Four behavioural barriers to Nepal’s post-earthquake reconstruction


Almost four and a half years after the devastating 2015 earthquake, affected communities across Nepal are now driving towards recovery from their earlier reconstruction efforts.

Burying sorrows of their losses with efforts towards rebuilding, the communities have come to the final stages of reconstruction. However, while 61% of people have already rebuilt their houses, 39% are still without proper shelter. Such households, who belong to poor and vulnerable strata of the society, are still being forced to live in temporary shelters that are not resilient to climate or disasters.

Field experiences show various reasons for such households being unable to rebuild their houses. Outstanding issues of the landless, debt-trapped victims, house owners without access to knowledge and proper documentation, and physically handicapped victims among others have affected reconstruction in different ways and can only be resolved through targeted policy advocacy measures and other legal processes.

Here are some behavioural factors that hindered the households to complete the reconstruction on time.

Misuse of grant

When the first tranche of reconstruction grant was disbursed by the government during the Dashain festival four years ago, a large number of earthquake-affected house owners utilised the amount for their festive expenses rather than actual reconstruction. This became a huge behavioural barrier for rebuilding as it halted the reconstruction process of a large number of houses. This deprived them of their subsequent tranches for many months and forced them to continue living in temporary shelters.

Love for RCC buildings

Another barrier towards safe and resilient reconstruction has been people’s preference for the construction of RCC houses compared to traditional houses made of stone and mud. After the earthquake, the government failed to promote the construction of safe and resilient houses using traditional technology and locally available materials. Hence, people’s perception of a strong house and good social status swayed towards RCC buildings which are very expensive and resource-intensive. This has given rise to an unhealthy competition within local communities and resulted in huge debts for households who cannot afford them.
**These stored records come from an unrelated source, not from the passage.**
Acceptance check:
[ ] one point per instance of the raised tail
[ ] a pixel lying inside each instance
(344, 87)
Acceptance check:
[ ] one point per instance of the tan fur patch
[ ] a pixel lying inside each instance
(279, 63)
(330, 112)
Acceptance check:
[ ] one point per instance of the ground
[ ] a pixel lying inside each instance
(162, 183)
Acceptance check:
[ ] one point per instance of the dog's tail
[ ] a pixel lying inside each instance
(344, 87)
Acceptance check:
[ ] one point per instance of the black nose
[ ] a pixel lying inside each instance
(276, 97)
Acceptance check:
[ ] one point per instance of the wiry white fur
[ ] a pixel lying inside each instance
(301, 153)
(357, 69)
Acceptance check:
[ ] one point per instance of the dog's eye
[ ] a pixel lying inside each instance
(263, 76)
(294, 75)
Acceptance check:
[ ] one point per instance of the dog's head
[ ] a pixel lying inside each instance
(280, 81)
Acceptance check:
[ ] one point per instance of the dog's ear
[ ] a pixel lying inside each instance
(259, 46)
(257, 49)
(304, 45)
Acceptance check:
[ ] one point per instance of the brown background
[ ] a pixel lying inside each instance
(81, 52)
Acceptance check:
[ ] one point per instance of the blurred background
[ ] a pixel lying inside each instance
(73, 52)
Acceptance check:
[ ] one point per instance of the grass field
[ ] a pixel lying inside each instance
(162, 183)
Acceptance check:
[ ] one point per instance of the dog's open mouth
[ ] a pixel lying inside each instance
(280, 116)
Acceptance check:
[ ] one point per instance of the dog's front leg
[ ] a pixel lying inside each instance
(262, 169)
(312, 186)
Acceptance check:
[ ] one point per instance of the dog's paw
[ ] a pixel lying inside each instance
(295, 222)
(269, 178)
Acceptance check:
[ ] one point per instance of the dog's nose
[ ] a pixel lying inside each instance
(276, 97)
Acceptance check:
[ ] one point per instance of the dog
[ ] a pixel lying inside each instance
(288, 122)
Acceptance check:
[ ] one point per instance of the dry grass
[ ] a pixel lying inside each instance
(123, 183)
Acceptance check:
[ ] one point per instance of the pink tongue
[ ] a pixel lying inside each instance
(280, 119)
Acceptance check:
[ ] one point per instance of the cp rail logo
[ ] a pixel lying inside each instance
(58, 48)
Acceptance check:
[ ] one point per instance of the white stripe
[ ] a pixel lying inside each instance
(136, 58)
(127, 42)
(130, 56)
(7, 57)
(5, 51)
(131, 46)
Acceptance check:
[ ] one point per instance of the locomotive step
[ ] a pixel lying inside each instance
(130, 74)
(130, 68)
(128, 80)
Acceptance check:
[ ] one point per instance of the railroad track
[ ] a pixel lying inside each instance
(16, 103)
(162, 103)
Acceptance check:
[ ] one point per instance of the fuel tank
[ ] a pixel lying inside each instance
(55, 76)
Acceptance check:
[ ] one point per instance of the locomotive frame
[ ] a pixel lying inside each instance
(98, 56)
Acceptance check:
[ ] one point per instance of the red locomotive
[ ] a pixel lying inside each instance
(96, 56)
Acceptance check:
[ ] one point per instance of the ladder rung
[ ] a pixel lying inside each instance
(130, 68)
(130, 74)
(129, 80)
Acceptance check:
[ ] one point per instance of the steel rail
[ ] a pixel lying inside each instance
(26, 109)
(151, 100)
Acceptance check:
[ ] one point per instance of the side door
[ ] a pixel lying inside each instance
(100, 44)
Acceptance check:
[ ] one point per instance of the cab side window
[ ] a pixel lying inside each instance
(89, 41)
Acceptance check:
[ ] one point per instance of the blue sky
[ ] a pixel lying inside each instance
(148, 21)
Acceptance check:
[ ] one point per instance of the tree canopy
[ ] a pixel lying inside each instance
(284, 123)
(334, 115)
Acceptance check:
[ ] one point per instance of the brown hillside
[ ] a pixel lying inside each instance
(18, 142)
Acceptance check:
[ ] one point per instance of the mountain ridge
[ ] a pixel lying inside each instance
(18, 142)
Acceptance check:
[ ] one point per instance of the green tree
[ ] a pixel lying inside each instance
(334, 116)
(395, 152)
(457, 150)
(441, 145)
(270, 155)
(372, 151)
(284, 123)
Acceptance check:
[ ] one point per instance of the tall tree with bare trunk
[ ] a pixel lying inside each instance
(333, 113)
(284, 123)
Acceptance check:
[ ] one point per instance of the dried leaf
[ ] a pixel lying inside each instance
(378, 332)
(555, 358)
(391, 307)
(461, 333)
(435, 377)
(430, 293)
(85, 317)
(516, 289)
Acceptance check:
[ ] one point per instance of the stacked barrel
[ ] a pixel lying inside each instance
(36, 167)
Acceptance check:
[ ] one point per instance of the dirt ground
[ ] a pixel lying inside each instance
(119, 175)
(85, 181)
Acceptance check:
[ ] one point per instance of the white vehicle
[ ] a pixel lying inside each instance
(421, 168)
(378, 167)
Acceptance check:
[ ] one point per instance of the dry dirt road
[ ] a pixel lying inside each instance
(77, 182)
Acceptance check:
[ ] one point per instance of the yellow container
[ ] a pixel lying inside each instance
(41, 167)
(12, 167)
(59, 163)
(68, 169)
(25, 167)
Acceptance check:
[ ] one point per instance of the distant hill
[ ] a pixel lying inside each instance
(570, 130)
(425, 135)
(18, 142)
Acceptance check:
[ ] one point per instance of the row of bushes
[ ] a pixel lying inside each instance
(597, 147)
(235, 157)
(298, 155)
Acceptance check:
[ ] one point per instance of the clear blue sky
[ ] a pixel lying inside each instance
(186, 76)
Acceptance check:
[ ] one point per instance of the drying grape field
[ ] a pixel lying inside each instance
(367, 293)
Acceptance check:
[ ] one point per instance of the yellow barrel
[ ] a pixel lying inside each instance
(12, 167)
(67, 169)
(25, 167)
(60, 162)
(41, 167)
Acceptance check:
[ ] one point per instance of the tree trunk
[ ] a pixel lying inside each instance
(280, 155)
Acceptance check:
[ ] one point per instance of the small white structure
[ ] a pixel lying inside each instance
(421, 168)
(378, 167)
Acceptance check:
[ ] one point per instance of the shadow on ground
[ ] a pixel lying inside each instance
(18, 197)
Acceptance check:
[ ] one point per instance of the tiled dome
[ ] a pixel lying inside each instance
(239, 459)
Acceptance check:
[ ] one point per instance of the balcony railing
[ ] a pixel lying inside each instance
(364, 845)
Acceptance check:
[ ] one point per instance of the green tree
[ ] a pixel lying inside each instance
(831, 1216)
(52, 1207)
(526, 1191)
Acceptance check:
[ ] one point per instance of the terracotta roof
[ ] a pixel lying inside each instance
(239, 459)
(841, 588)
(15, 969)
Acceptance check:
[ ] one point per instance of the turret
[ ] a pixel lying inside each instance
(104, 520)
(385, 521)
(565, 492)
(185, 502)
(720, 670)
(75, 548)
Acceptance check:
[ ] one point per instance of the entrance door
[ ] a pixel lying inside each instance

Field experience of the Majhi community from Indrawati rural municipality – 10, shows the gap in reconstruction caused by lofty desires for RCC houses and poor economic condition, which has only pushed the community into a vicious debt trap.


Alcoholism is yet another emerging problem in rural areas that has affected reconstruction efforts. Spurred by the lack of job opportunities and growing frustration with their poor economic conditions, alcohol abuse among young men has not only disrupted social harmony but also affected the pace of reconstruction. The drinking culture of some communities in remote areas often goes beyond limits and the decision-takers of the households, who are often men, fail to show initiative for reconstruction despite receiving their tranches. Many development organisations in the field who are working on reconstruction are well aware of this widespread problem.

Extensions of the term

Meanwhile, the repeated extensions provided by the government for reconstruction has failed to encompass people going through these barriers time and again. The government must create special policies for the poor and vulnerable households to support their reconstruction, improve people’s knowledge on safer reconstruction and incentivise the use of traditional technologies, generate better employment opportunities for those without jobs and provide social counseling who need it the most to bring about a behavioural shift. Unless the government fails to address these behavioural issues, the reconstruction period will continue to stretch even further, and the poor and vulnerable will continue to suffer from the financial burden.